CITEBENCH SCORE: 73 / 100

✅ Source & Authority: 20 / 25
   • Author byline + sameAs: 8/8
   • Outbound .edu/.gov citations: 4/6
   • Org schema + sameAs: 5/5
   • Visible date: 3/3
   • Wikipedia/Wikidata entity match: 0/3 ← missing

⚠️  Factual Density: 14 / 25
   • Original data: 0/8 ← missing
   • Quantitative claim density: 5/7
   • Named-entity density: 5/5
   • AI-fluff penalty: −4 pt (detected: "delve into," "in today's fast-paced," "leverage")
   • Self-identifier: clean

✅ Answer Engine Fit: 15 / 20
   • Answer capsules: 7/10 (3 of 5 H2 sections have capsule structure)
   • TL;DR present: 4/4
   • FAQ + schema: 0/3
   • Lists/tables: 4/3

✅ Structural Citability: 16 / 20
✅ Technical: 8 / 10

Top 3 fixes (sorted by score lift):
1. Add original data or proprietary statistics in the first 600 words (+8 pt est)
2. Add FAQ section with FAQPage schema (+3 pt) + complete answer capsules in remaining H2s (+3 pt)
3. Add Wikipedia/Wikidata sameAs to Organization schema (+3 pt)

What Citebench cannot score (honest scope statement)

A URL-level audit cannot measure the strongest predictors of AI citation, which are off-page:

Off-page brand mentions across the web (Ahrefs: r=0.66–0.74 with AI visibility)
YouTube mentions (r=0.737 — strongest single signal Ahrefs found)
Reddit presence (46.7% of Perplexity citations are Reddit)
Cross-platform brand consistency

This is a known scope gap.

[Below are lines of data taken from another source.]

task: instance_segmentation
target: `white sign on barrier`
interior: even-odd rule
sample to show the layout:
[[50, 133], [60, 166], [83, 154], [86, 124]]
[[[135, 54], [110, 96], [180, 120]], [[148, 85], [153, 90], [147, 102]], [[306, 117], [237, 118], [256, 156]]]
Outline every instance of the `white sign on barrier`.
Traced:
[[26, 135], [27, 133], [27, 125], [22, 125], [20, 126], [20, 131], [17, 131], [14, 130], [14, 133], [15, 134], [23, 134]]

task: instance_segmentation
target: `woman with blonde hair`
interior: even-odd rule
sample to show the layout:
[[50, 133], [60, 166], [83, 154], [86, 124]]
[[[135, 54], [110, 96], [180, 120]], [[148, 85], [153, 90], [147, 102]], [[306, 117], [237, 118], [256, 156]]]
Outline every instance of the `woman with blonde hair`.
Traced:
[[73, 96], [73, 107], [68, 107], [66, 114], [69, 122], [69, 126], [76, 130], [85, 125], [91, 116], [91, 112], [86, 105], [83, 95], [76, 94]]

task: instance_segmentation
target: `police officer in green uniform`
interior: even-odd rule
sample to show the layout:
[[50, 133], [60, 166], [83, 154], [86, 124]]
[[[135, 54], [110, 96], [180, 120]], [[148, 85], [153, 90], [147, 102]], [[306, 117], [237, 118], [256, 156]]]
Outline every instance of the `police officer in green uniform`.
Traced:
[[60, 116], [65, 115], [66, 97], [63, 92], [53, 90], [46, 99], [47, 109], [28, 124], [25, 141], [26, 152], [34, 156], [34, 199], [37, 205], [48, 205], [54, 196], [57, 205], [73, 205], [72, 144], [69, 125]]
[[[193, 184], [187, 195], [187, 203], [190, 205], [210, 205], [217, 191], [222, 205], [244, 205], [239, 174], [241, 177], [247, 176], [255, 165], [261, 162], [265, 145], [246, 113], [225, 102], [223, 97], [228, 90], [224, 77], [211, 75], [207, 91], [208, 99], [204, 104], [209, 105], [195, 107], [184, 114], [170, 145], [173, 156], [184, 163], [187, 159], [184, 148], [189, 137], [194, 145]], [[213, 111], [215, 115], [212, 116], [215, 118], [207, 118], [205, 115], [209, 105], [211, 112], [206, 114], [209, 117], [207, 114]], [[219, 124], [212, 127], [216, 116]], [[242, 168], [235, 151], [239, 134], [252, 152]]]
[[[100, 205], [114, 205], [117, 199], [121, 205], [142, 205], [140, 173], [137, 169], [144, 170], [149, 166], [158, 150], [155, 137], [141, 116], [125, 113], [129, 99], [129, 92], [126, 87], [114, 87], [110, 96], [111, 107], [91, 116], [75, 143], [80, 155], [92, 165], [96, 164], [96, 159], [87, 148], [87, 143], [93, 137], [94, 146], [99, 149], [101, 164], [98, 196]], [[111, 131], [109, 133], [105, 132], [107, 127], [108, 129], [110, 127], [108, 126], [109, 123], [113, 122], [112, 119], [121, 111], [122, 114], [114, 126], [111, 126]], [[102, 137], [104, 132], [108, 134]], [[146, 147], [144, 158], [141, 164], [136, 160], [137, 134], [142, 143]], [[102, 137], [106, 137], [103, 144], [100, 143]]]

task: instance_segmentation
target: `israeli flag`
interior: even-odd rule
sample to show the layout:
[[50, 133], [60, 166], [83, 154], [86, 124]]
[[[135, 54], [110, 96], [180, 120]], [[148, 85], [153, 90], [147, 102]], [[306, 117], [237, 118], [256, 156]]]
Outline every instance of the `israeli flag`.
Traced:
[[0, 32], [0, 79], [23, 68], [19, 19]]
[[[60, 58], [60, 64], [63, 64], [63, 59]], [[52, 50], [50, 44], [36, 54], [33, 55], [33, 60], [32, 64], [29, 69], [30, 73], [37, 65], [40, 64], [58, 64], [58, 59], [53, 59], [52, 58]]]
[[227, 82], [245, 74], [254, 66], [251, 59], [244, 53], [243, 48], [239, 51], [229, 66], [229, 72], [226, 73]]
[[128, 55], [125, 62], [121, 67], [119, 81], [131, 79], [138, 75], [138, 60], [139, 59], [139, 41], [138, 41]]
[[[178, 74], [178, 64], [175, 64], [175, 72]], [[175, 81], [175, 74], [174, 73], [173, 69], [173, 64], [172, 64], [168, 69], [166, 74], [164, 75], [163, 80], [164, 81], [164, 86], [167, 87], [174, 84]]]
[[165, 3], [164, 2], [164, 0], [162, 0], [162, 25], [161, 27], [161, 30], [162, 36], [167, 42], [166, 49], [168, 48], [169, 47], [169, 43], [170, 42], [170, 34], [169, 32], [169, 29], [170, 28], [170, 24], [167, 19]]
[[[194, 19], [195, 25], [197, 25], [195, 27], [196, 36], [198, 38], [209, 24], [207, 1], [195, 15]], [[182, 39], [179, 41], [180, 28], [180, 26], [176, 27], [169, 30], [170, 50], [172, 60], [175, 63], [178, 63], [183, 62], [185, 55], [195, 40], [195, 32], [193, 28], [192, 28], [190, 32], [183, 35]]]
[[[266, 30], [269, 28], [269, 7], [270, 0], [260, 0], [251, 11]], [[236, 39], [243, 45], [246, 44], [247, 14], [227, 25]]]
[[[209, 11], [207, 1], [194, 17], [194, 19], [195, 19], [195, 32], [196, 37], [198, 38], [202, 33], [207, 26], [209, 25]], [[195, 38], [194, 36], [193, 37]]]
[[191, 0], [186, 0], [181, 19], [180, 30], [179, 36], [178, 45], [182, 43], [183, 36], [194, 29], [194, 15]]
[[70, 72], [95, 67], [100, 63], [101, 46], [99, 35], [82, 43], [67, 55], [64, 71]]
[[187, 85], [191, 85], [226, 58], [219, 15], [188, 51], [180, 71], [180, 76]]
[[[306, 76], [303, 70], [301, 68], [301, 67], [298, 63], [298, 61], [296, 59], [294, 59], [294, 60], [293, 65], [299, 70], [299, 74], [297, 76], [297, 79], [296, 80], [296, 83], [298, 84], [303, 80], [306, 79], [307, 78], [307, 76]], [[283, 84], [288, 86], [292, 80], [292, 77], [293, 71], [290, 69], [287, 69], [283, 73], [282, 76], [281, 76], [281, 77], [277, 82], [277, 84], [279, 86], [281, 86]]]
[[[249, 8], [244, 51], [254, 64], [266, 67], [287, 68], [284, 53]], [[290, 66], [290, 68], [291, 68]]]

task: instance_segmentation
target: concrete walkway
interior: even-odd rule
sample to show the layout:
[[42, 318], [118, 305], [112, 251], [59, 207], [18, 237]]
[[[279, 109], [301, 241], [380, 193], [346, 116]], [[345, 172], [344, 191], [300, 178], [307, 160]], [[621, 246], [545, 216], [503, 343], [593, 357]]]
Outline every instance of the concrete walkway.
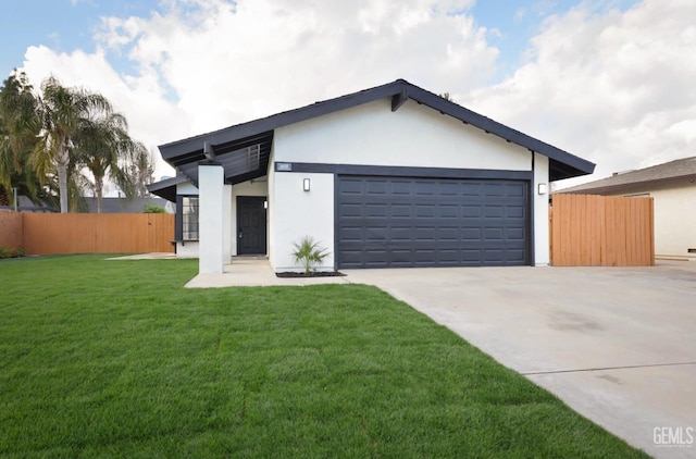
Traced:
[[696, 457], [696, 262], [299, 280], [276, 277], [265, 260], [238, 259], [225, 272], [187, 287], [375, 285], [632, 445], [659, 458]]

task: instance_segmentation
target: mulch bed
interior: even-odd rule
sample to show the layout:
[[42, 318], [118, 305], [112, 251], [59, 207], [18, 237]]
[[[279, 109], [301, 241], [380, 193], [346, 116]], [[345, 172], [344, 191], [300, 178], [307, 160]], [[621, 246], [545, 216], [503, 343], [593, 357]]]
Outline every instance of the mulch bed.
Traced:
[[283, 273], [275, 273], [278, 277], [336, 277], [336, 276], [345, 276], [346, 274], [339, 273], [338, 271], [318, 271], [315, 273], [310, 273], [306, 275], [304, 273], [296, 273], [293, 271], [287, 271]]

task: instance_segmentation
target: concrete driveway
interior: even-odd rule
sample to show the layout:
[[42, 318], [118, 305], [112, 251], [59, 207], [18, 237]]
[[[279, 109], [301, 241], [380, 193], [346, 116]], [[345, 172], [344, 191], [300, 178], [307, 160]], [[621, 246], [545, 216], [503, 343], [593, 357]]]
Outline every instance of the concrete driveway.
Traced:
[[345, 272], [648, 454], [696, 457], [696, 262]]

Future versions could add brand-level scoring via search APIs; v2 stays URL-focused and is honest about it.

Platform divergence (informational)

The v2 score is an average expected citability across major engines. But:

ChatGPT favors Wikipedia (47.9% of top-10), encyclopedic editorial
Perplexity favors Reddit (46.7%), freshness, per-claim attribution
Google AIO favors UGC + YouTube + multi-modal content, freshness
Gemini favors .gov/.edu/institutional (26%)
Only 11% of domains are cited by both ChatGPT and Perplexity

A perfectly Citebench-optimized URL likely won't be cited equally everywhere. The score targets the on-page features that can matter across all four. Future improvement: per-platform sub-scores.

Confidence and caveats

Ahrefs' 75k-brand study and BuzzStream's 4M-citation analysis are the most defensible empirical anchors.
Wellows' r=0.92 for multi-modal is implausibly high — treat individual r-values as directional, not literal.
Most "studies" are vendor research without disclosed methodology. v2 weights are evidence-informed best guesses, not regression-derived coefficients.
All claims sourced in methodology-research.md.

Implementation notes (carry into build phase)

All rules executable with:

HTTP fetch + Cheerio HTML parsing
DOM traversal for structure + paragraph stats
JSON-LD schema parsing
Wordlist matching for fluff bigrams (see fluff-wordlist-seed.md)
robots.txt fetch + parse for crawler block check
Open-source NER (spaCy/transformers.js) for entity density — runs in browser/Edge or via Vercel function
External lookups for Wikipedia/Wikidata entity match (Wikipedia API, free, rate-limited)

Audit completes in <5 sec per URL. Free to run.